FBI declares Old Dominion University shooting an act of terrorism as the attacker's ISIS conviction surfaces

An armed individual opened fire at Old Dominion University earlier today, killing one person and wounding two others before a group of students tackled and subdued him. The shooter is dead. And the FBI is investigating the attack as an act of terrorism.

FBI Director Kash Patel announced the investigation in a post on X, confirming that the Bureau's Joint Terrorism Task Force is fully embedded with local authorities on the ground:

"Earlier today, an armed individual opened fire at Old Dominion University, leaving one person dead and two others wounded. The shooter is now deceased thanks to a group of brave students who stepped in and subdued him – actions that undoubtedly saved lives along with the quick response of law enforcement. The FBI is now investigating the shooting as an act of terrorism. Our Joint Terrorism Task Force is fully engaged, embedded with local authorities, and providing all resources necessary in the investigation."

The speed of that designation matters. This wasn't the days of bureaucratic hedging before someone in Washington acknowledged what the rest of the country could already see. Patel named it plainly and deployed resources accordingly.

The attacker's background tells a familiar, infuriating story

The alleged Old Dominion attacker has been identified as 36-year-old Mohamed Bailor Jalloh, a former National Guardsman who was arrested on July 3, 2016, for attempting to provide material support to the Islamic State of Iraq and the Levant, according to Breitbart. In 2017, he was convicted and sentenced to 11 years in prison.

Eleven years. Do the math. A man convicted in 2017 of trying to aid ISIS was apparently walking free in 2026 with enough liberty to carry out a shooting on a college campus.

Right Line News's Eric Daugherty noted that Jalloh was a "migrant from western Africa." According to various reports cited by Breitbart News, Jalloh was convicted of supporting ISIS.

So a foreign-born, previously convicted terror supporter managed to get out of prison and allegedly commit the exact type of violence his original conviction warned us about. Every layer of this story raises the same question: how was this man in a position to hurt anyone?

The students who stopped a massacre

Whatever failures preceded this attack, the people who ended it deserve recognition. Patel's statement credited "a group of brave students who stepped in and subdued him," actions he said, "undoubtedly saved lives."

These were not trained operators. They were college students who saw a gunman and chose to act. The body count could have been catastrophically higher. One person is dead, and two are wounded, and that toll is a tragedy. But the courage of those students kept it from becoming something far worse.

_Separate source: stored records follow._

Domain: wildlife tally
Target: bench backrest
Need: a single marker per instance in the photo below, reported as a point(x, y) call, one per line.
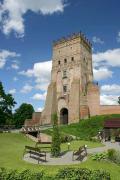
point(32, 148)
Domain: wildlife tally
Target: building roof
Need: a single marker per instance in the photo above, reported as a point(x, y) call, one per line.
point(112, 123)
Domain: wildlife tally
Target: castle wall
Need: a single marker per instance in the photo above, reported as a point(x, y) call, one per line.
point(109, 109)
point(50, 105)
point(74, 102)
point(93, 97)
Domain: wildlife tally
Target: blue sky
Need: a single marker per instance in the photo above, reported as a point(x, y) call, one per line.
point(27, 29)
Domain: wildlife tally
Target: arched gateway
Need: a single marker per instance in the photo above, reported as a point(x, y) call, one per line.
point(64, 116)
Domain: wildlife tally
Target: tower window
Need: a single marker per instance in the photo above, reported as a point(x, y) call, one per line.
point(65, 60)
point(72, 58)
point(65, 88)
point(64, 74)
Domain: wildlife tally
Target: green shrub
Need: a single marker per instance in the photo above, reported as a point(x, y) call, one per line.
point(15, 175)
point(80, 174)
point(55, 147)
point(99, 156)
point(111, 154)
point(66, 138)
point(114, 156)
point(117, 157)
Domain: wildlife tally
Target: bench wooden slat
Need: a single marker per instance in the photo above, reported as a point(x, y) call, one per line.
point(34, 151)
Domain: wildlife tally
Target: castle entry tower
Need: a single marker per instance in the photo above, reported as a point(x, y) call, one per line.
point(71, 73)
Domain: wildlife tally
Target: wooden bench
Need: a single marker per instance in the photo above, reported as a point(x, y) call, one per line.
point(35, 151)
point(80, 153)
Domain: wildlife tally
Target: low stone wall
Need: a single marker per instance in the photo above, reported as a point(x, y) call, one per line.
point(35, 119)
point(109, 109)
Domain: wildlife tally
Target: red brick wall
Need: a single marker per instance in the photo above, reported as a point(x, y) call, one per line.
point(107, 109)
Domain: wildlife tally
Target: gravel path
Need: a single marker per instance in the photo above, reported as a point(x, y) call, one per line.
point(66, 158)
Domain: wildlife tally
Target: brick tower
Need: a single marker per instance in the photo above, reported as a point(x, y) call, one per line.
point(71, 93)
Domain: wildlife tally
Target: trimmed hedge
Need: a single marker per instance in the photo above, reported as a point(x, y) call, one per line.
point(80, 174)
point(63, 174)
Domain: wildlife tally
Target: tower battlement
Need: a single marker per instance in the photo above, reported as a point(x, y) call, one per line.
point(72, 37)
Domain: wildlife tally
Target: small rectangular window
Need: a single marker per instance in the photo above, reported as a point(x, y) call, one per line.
point(65, 60)
point(65, 88)
point(64, 74)
point(72, 59)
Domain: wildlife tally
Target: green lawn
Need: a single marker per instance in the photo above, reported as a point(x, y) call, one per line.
point(85, 129)
point(12, 146)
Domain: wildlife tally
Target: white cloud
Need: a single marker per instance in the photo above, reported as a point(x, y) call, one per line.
point(26, 89)
point(107, 58)
point(12, 12)
point(39, 96)
point(97, 40)
point(118, 37)
point(15, 79)
point(15, 66)
point(5, 55)
point(102, 73)
point(40, 109)
point(111, 89)
point(108, 99)
point(12, 91)
point(41, 72)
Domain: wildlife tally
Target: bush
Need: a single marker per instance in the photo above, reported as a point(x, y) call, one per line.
point(15, 175)
point(80, 174)
point(55, 147)
point(99, 156)
point(114, 156)
point(66, 138)
point(67, 174)
point(111, 154)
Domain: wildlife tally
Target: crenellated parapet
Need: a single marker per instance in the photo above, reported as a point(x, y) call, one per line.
point(73, 36)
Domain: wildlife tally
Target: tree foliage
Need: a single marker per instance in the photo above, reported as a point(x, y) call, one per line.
point(55, 149)
point(7, 102)
point(24, 112)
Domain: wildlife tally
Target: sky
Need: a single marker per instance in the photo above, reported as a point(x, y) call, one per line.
point(27, 30)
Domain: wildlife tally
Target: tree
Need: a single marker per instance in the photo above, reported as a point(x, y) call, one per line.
point(24, 112)
point(6, 104)
point(55, 148)
point(119, 100)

Something is clarifying about the contrast: a convicted terror supporter attacks unarmed students, and ordinary young Americans charge toward the danger. The instinct to protect others isn't trained into everyone. These students had it.

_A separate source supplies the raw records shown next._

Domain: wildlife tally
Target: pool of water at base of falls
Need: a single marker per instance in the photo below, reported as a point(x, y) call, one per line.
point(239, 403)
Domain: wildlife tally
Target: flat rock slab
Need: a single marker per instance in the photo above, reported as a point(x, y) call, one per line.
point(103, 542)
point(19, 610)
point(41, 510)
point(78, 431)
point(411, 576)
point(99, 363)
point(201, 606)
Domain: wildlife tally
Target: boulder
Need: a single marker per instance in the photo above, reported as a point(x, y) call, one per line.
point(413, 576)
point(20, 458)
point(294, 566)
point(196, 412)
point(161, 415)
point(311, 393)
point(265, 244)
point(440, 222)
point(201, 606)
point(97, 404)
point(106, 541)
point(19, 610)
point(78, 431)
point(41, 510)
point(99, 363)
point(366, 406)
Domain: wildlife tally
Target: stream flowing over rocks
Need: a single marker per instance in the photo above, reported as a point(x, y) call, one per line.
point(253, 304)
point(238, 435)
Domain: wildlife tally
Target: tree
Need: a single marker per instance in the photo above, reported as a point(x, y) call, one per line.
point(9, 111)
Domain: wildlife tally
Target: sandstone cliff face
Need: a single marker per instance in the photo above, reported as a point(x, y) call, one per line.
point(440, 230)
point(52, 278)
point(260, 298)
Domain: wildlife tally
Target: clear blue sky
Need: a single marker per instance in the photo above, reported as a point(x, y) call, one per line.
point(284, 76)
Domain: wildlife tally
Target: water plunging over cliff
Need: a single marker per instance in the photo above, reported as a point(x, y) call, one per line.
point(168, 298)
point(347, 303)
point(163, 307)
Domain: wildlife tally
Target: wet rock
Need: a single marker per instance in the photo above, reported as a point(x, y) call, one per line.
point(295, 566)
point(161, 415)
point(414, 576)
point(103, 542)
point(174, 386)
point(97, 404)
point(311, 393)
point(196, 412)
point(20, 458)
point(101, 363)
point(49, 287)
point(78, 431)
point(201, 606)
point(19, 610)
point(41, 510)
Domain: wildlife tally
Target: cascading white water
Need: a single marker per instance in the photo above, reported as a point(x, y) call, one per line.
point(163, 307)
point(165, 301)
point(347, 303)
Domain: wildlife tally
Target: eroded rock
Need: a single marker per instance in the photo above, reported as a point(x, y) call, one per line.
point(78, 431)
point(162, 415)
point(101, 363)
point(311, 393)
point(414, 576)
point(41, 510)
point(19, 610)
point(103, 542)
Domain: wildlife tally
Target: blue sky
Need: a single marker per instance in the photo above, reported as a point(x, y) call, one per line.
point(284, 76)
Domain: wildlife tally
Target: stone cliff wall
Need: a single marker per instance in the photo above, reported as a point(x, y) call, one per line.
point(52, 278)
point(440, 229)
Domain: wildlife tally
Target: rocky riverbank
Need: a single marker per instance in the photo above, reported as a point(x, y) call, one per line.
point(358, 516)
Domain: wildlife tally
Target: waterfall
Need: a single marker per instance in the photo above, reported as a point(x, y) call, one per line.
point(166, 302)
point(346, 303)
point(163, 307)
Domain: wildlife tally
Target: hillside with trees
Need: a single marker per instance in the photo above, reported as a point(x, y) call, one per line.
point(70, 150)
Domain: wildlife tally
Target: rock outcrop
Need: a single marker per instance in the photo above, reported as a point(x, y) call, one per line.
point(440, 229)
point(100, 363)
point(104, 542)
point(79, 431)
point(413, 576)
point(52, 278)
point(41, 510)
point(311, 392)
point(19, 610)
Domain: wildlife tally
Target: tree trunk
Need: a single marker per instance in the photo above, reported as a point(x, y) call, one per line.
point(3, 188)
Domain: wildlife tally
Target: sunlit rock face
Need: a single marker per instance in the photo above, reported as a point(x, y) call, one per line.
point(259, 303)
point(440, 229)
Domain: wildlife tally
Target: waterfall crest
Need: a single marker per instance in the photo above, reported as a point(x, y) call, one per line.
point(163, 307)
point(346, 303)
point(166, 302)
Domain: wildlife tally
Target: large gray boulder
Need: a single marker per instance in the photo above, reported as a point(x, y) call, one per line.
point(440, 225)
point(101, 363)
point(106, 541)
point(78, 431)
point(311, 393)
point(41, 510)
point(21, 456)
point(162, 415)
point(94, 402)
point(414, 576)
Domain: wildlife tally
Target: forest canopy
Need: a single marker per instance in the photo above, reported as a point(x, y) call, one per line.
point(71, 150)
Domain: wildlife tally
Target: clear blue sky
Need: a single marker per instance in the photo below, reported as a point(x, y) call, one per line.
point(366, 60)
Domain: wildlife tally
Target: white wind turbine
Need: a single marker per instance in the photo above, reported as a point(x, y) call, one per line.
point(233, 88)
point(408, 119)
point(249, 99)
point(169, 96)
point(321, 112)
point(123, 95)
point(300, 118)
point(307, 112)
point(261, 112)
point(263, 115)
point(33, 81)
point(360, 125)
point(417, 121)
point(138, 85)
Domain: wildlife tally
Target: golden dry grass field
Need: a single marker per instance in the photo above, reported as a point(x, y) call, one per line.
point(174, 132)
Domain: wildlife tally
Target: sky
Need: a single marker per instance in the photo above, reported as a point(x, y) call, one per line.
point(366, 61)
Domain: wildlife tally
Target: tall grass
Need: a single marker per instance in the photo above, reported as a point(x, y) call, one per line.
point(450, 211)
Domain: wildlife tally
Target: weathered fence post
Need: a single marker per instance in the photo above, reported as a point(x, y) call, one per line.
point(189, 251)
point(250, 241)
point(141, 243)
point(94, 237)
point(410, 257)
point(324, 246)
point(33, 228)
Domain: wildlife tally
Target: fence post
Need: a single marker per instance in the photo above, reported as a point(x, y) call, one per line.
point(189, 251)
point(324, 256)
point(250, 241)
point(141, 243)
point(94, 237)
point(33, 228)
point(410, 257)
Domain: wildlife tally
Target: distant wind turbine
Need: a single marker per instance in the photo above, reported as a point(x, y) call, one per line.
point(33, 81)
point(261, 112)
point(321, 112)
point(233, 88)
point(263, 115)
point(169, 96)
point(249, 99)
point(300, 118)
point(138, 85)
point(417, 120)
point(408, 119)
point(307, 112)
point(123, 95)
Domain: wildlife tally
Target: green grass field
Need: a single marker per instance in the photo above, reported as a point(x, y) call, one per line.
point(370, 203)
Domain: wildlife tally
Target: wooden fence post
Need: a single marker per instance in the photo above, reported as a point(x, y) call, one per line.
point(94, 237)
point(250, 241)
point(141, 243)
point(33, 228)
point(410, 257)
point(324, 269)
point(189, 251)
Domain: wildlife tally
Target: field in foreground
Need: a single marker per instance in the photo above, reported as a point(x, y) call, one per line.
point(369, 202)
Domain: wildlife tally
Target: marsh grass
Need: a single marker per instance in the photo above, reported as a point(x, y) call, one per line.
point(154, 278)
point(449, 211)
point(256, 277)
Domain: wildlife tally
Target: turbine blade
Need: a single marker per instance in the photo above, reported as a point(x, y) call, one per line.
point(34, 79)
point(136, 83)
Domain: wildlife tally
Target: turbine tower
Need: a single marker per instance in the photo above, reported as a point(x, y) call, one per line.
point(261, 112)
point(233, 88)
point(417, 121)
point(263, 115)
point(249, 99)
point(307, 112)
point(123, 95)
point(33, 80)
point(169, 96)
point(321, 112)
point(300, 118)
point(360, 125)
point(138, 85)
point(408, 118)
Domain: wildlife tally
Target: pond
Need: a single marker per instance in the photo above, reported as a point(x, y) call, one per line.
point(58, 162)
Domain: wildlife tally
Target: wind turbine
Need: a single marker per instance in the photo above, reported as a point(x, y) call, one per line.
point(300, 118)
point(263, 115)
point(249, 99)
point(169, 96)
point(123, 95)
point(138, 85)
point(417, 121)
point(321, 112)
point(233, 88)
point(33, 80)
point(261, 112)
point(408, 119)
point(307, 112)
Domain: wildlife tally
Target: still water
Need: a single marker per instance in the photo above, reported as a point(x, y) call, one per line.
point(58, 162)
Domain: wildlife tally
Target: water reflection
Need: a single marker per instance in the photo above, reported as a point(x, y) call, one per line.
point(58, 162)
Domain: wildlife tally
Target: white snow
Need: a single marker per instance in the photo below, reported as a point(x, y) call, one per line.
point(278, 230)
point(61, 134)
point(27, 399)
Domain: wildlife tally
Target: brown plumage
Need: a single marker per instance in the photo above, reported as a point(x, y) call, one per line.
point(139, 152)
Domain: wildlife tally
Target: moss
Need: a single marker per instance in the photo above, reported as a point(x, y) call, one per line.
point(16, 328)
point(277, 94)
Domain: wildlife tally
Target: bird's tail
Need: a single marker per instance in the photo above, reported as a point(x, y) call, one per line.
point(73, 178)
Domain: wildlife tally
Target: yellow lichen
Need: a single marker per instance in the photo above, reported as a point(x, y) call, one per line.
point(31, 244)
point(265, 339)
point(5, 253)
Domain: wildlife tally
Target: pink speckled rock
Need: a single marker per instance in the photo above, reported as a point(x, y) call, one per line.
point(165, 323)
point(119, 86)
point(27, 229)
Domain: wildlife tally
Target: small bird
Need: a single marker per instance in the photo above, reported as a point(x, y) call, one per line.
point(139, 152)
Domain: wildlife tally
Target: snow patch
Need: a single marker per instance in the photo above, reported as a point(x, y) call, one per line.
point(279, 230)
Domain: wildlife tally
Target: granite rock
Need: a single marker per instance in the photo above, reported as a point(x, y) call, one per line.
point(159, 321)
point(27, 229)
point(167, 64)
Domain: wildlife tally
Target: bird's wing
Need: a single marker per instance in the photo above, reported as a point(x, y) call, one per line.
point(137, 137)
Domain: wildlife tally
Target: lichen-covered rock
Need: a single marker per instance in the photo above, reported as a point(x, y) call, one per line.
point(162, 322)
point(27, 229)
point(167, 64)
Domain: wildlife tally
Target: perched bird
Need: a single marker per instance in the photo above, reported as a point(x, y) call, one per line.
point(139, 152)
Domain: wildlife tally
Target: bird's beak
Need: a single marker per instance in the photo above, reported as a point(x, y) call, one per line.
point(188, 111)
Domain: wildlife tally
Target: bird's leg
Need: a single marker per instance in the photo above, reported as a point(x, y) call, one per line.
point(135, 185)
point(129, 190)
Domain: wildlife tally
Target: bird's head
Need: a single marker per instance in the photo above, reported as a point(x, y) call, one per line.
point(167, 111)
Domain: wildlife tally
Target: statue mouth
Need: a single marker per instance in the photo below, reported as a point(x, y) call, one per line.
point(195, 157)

A pattern that demands accountability

This is the second mass shooting to rock the country in recent weeks. On March 1, 2026, an attacker opened fire on Burford's Backyard Beer Garden in Austin, Texas. Now, barely two weeks later, a university campus becomes the target.

But the Old Dominion shooting carries an additional dimension that the country cannot afford to sidestep. This was not a random act of madness. The FBI classified it as terrorism within hours. The alleged attacker had a prior federal conviction for material support of a designated terrorist organization. He was a known quantity in the system, prosecuted, convicted, sentenced, and apparently released back into the population.

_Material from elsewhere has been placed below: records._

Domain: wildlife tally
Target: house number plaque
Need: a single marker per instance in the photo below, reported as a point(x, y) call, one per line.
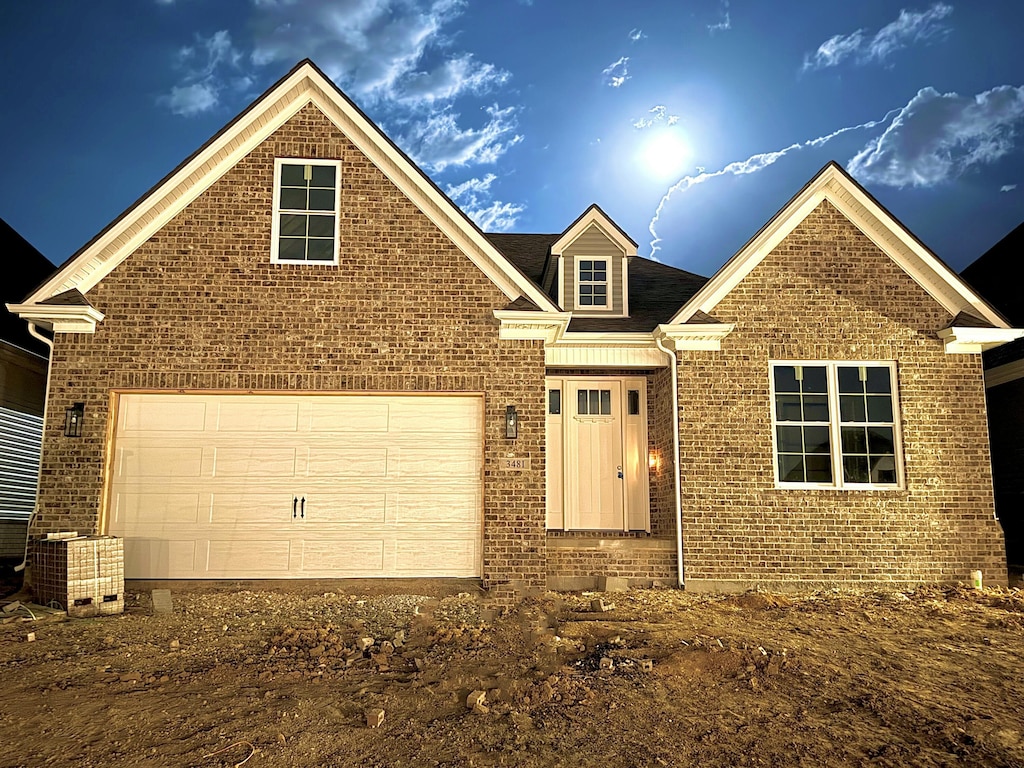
point(515, 464)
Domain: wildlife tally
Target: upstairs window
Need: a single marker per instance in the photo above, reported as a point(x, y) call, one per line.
point(593, 283)
point(836, 424)
point(305, 211)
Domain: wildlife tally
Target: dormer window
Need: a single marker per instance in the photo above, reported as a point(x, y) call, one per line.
point(305, 211)
point(593, 283)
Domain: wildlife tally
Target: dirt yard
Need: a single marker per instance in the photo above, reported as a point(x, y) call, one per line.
point(276, 677)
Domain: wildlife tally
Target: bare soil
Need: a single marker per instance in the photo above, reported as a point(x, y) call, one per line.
point(272, 676)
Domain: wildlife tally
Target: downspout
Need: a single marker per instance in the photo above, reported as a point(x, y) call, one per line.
point(34, 332)
point(675, 454)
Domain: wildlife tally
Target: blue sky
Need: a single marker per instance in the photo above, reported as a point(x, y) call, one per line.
point(689, 122)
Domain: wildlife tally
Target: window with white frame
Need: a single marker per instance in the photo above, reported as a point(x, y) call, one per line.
point(593, 283)
point(305, 211)
point(836, 424)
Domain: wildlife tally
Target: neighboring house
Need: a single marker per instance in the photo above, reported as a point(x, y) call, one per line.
point(295, 356)
point(23, 392)
point(992, 274)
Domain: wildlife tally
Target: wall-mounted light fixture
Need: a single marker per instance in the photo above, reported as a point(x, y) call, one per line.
point(74, 417)
point(511, 422)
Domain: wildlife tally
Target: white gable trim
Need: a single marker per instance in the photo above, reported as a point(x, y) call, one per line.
point(305, 85)
point(833, 184)
point(67, 318)
point(595, 216)
point(957, 340)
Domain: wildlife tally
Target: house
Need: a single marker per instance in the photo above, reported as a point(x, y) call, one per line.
point(295, 356)
point(23, 392)
point(992, 274)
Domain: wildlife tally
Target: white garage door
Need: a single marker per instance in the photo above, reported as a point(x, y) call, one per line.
point(276, 486)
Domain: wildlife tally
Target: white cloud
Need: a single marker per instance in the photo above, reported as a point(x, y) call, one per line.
point(616, 73)
point(375, 49)
point(470, 187)
point(209, 66)
point(190, 99)
point(438, 142)
point(497, 217)
point(660, 114)
point(752, 164)
point(937, 136)
point(908, 29)
point(726, 24)
point(472, 196)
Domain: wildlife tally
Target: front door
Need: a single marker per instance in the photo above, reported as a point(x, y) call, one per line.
point(596, 481)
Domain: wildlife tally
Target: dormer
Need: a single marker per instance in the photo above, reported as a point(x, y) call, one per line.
point(592, 261)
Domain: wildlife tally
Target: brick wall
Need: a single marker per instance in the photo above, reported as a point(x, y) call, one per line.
point(1006, 410)
point(827, 293)
point(200, 306)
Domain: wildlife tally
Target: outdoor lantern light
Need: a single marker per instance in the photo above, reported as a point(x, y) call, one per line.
point(74, 417)
point(511, 422)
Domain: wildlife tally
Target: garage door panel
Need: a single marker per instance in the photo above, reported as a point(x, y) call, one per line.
point(247, 461)
point(160, 558)
point(346, 509)
point(258, 415)
point(354, 415)
point(143, 510)
point(325, 461)
point(433, 462)
point(343, 557)
point(436, 556)
point(150, 461)
point(459, 509)
point(174, 415)
point(386, 493)
point(252, 507)
point(251, 558)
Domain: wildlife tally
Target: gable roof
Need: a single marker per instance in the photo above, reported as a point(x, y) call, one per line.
point(25, 267)
point(303, 85)
point(836, 185)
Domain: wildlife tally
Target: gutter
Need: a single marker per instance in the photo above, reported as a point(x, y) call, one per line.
point(34, 332)
point(675, 454)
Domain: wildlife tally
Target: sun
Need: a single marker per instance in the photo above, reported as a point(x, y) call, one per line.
point(666, 153)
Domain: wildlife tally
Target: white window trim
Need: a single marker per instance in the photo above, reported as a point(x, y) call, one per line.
point(606, 307)
point(835, 436)
point(275, 226)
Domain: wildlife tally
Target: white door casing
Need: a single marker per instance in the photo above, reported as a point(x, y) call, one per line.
point(597, 468)
point(287, 485)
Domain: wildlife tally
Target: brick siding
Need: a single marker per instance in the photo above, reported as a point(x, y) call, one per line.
point(826, 292)
point(200, 306)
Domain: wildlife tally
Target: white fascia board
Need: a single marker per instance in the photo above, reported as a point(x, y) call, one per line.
point(694, 336)
point(976, 340)
point(937, 280)
point(517, 325)
point(1005, 374)
point(594, 216)
point(605, 350)
point(59, 318)
point(304, 86)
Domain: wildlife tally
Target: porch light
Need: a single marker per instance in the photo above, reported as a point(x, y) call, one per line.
point(511, 422)
point(74, 417)
point(653, 460)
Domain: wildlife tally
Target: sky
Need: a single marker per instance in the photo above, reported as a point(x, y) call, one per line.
point(690, 122)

The question isn't whether the system identified the threat. It did, nearly a decade ago. The question is why the threat was allowed to reconstitute itself. Was the sentence too lenient? Were post-release monitoring protocols adequate? Did anyone flag Jalloh as a continuing risk upon his release? These are not abstract policy debates. One person is dead because somewhere between 2017 and today, the system decided a convicted ISIS supporter had been sufficiently rehabilitated.

Sentencing and the illusion of rehabilitation

Conservatives have warned for years that the criminal justice system's obsession with leniency produces predictable consequences. When it comes to terror-related convictions, those consequences can be measured in bodies. Eleven years for attempting to provide material support to a genocidal terror army was always a sentence built on hope rather than reality. The hope that a man who pledged himself to ISIS would emerge from a federal facility reformed. Today, that hope died on a college campus in Norfolk.

No sentencing framework can guarantee zero recidivism. But terror convictions are categorically different from other crimes. The ideology that drives them does not respond to good behavior credits or halfway house programs. A man who tried to support ISIS did not stumble into extremism through bad luck or circumstance. He chose it. And the system chose to believe he could unchoose it in a decade or less.

What comes next

Patel has positioned the FBI to move aggressively on this case. The Joint Terrorism Task Force deployment signals that investigators are treating this with the seriousness it demands, examining not just the shooting itself but the network, communications, and radicalization pathway that preceded it.

The facts that emerge in the coming days will shape the political debate. But certain truths are already unavoidable:

  • A convicted terror supporter was free to attack on American soil.
  • Students, not systems, stopped the killing.
  • One person will not come home from campus today.

That person deserves more than a news cycle. So do the wounded. So do the students who threw themselves at a gunman because no one else stood between him and a massacre. The least the rest of us can do is ask the hard questions about how he got there in the first place.